On the Shoulders of Giants:
Development, Size and the Evolution of Tyrannosaurid Dinosaur Crania

PHILIP J. CURRIE
Department of Biological Sciences, University of Alberta, Edmonton, Canada

More than forty tyrannosaurid skeletons have been collected in Alberta since 1884. They represent at least four distinct species - Albertosaurus sarcophagus, Daspletosaurus torosus, Gorgosaurus libratus, and Tyrannosaurus rex. Preservational biases favour the preservation of large mature animals, and very young individuals have never been recovered for any of these species.
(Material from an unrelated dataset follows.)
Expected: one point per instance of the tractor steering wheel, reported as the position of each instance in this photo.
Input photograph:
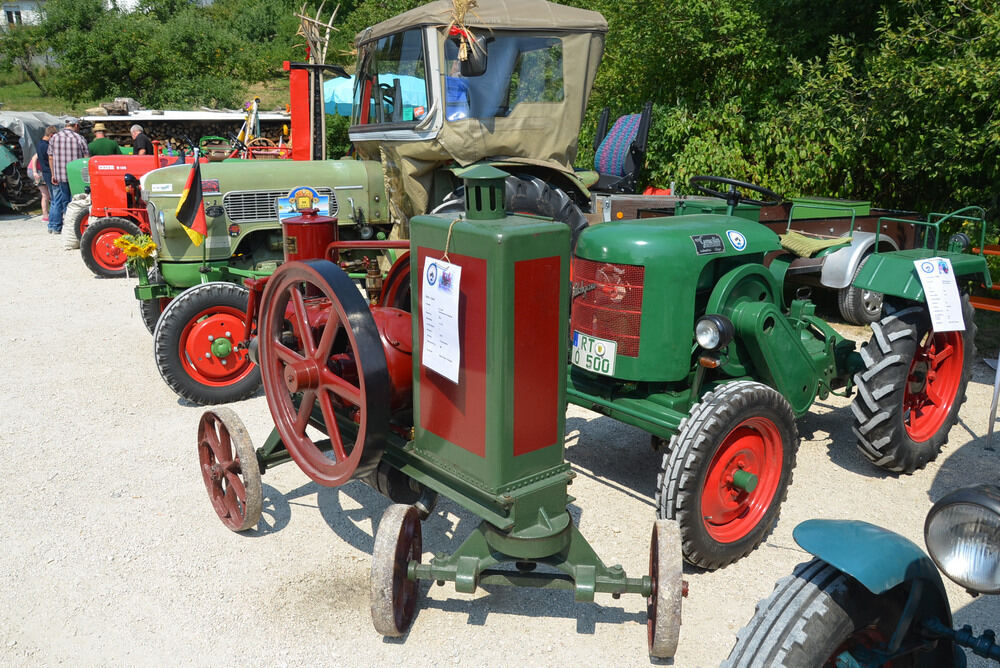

Nevertheless, the discovery in monodominant bonebeds of partial skulls and isolated cranial bones of juvenile tyrannosaurids has revealed some startling ontogenetic changes. Cranial proportions of juveniles are more similar to those of closely related small theropods like dromaeosaurids, whereas the architecture of mature skulls is closer to that of larger more primitive theropods like allosaurids.

 


Sniffing with Hairy Noses:
Fluid Mechanics and Convergent Evolution of Odor Capture by Antennae

MIMI A. R. KOEHL
Department of Integrative Biology, University of California, Berkeley, CA, USA

The first step in smelling is capture of odor molecules from the surrounding fluid. Various arthropods capture scents using olfactory antennae bearing arrays of chemosensory hairs. We studied the fluid mechanics of arrays of chemosensory hairs on the antennules of a variety of species of lobsters, crabs, and mantis shrimp, and on the antennae of moths. Although the morphologies of these olfactory organs differ from each other, these diverse animals have converged on the same physical mechanism of sniffing (taking discrete odor samples in space and time) by altering the penetration of odor-bearing fluid into their arrays of chemosensory hairs.